Playtika AI

Multi-horizon Forecasting using Temporal Fusion Transformers – A Comprehensive Overview – Part 1

By Dvir Ben Or and Michael Kolomenkin

Time-series forecasting is a problem of major interest in many business domains, such as finance, weather, and others. This problem is challenging for several reasons. First, forecasting often requires the consideration of a wide set of diverse variables of different nature. Combining all these variables, which can span multiple input sources, is a complex task. Second, it is often desired to predict the target signal for several future points in time. For instance, in weather forecasting, it is preferable that the weather be estimated for several days ahead, each and every day. Third, the predictive outcome of the forecasting model needs to be interpretable by a human. Interpretability is critical for decision-making.

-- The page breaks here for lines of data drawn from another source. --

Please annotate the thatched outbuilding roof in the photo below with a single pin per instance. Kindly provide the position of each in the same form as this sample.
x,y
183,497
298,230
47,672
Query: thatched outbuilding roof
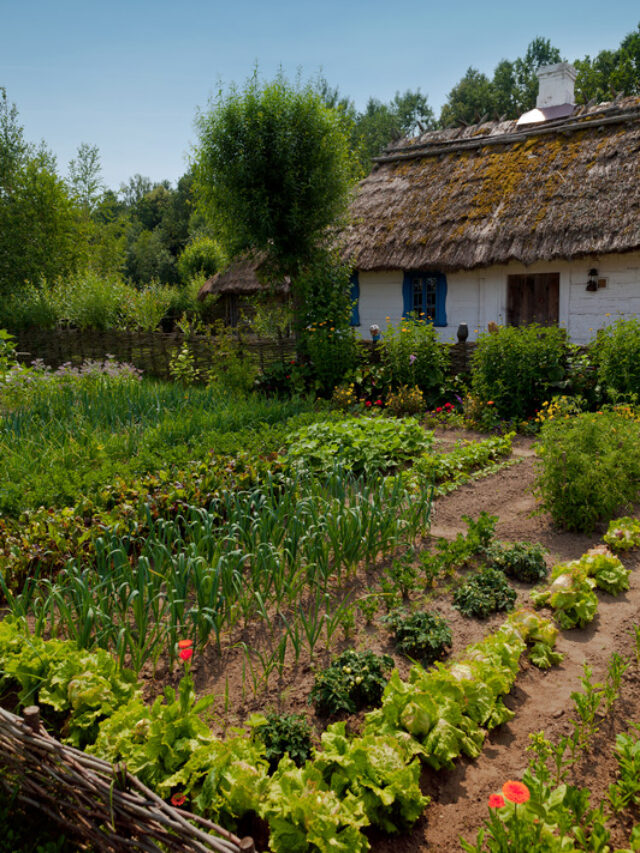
x,y
491,193
243,277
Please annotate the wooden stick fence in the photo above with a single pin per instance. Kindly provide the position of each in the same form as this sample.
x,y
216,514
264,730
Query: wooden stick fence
x,y
101,804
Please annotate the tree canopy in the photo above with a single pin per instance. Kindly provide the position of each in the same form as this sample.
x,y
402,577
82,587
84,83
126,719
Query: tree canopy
x,y
273,167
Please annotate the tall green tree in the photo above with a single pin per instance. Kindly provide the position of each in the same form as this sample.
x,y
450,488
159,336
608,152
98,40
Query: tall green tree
x,y
273,168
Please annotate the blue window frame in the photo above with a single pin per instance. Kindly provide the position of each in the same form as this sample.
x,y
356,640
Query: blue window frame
x,y
426,295
355,299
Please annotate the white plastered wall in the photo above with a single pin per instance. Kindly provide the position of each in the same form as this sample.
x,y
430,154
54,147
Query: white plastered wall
x,y
478,297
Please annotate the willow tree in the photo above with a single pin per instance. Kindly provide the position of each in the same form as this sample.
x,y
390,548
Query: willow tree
x,y
273,168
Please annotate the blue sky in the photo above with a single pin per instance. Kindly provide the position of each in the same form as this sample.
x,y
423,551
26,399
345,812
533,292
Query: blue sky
x,y
129,76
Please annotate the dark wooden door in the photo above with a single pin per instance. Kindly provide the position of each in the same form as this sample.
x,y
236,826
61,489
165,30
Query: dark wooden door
x,y
533,299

A paper by Bryan Lim, Sercan O. Arik, Nicolas Loeff, and Tomas Pfister (from Oxford University and Google Cloud), named “Temporal Fusion Transformers for Interpretable Multi-horizon Time Series Forecasting”1, suggests a detailed solution for such problems. We re-implemented the original TensorFlow implementation in PyTorch and added examples.

In the next two blogposts we will provide a step-by-step overview of the solution suggested in the said paper, as well as the new approach they present, accompanied by code demonstrations. We hope these will help clarify the core ideas presented by the authors.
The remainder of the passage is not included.